Tous les cinq ans, les communes vaudoises organisent leurs élections générales. Celles de La Vallée les préparent normalement en cette période de fin d’année avec des séances d’information à la population. Mais cette année un peu particulière complique encore un recrutement qui n’est jamais gagné d’avance.
Le canton de Vaud a lancé lundi dernier une campagne baptisée «Pour ma commune» en vue des élections qui auront lieu en mars de l’an prochain. Objectif de cette démarche inédite: appuyer les communes dans leurs recherches de candidats aux législatifs – et même aux exécutifs suivant où. Il serait devenu difficile de trouver des citoyens prêts à s’engager dans les institutions. Stands d’information ou discussions avec la population étaient d’ordinaire au programme de cette période de novembre. Mais elles sont devenues compliquées, voire impossibles pour raisons sanitaires.
D’autres moyens de sensibiliser la population
Au Lieu, la présidente du Conseil communal, Caroline Penseyres avait anticipé en prévoyant une formule conviviale, un apéro du jeudi soir avec diaporama des compétences, fonctionnement et responsabilités d’un législatif communal. Elle a dû renoncer faute d’autorisation de la préfecture. Elle s’est rabattue sur des formules «distancielles», ce mot qui revient désormais sur toutes les lèvres. Concrètement, une annonce dans nos colonnes de la FAVJ laissant son numéro de téléphone à l’intention des citoyens de la commune du Lieu pour expliquer, échanger, espérer convaincre.

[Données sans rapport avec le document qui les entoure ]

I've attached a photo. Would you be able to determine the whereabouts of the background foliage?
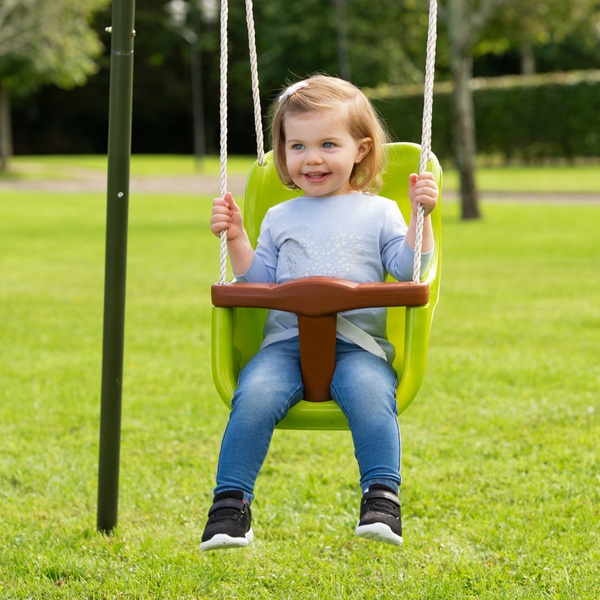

Même son de cloche du côté de L’Abbaye. La séance de présentation organisée dans chaque village pour les conseils exécutifs, communaux et municipaux avec la présence de représentants de la Municipalité tombe à l’eau. «Nous procéderons certainement par des annonces dans la presse, tous-ménages et affichage aux piliers publics», explique Luc Berney, président du Conseil communal.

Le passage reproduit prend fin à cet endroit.